To go with their game piece of Russian Napoleonic Infantry we have this command set from Zvezda. As with the other Napoleonic sets in this series, Zvezda have been more generous with the contents than they were with their World War II sets, since there are five figures and a horse here. Naturally the set includes a mounted officer and one on foot, and there is also a flag-bearer, drummer and fifer. All these poses are very conventional and perfectly reasonable. The musicians are actively playing their instruments and the flag-bearer is holding his burden upright, while both officers have drawn their swords to add emphasis to their commands. The only extra observation we would make on these fine poses is that, while all are marching together, with right foot forward, the marching soldier in the infantry set has his left foot forward, which may annoy some.

The two officers are single pieces, but the flag-bearer and musicians have multiple parts for obvious reasons. The results however are excellent in all cases, with very natural poses and no compromises or unwanted plastic. The parts are simple to fit and go together very well without recourse to gluing. The sculpting is uniformly superb as usual too, with all the detail you could want on these highly attractive uniforms. The flag, which is of a good size, has been engraved with a standard design for infantry flags on both sides, so looks really good.

All the men wear the curved-top shako that was introduced from 1812, with full ornaments as was usual. The uniforms are well done too, and the drummer and fifer have the swallow’s nest wings and the sleeve lace that such musicians should have. So no accuracy concerns either.

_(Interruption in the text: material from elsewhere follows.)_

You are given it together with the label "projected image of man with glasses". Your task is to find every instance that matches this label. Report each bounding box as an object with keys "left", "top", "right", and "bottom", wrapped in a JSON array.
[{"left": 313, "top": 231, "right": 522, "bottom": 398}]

Zvezda had previously made fine examples of all these figures in their full set of Russian Grenadiers for the same period, with the main difference being that these men are not grenadiers. The poses in the full set were great, and these are different but just as good, so it is good to see such a set of musketeers being produced. This is another very attractive set that is really well made and will serve well for anyone looking for such specialists for their ranks of musketeers, and not simply as a game piece as was intended. The one down side, as usual, is the figures each come with a large, square and very thick display base, but the effort to fix this problem would be well worth it we would think.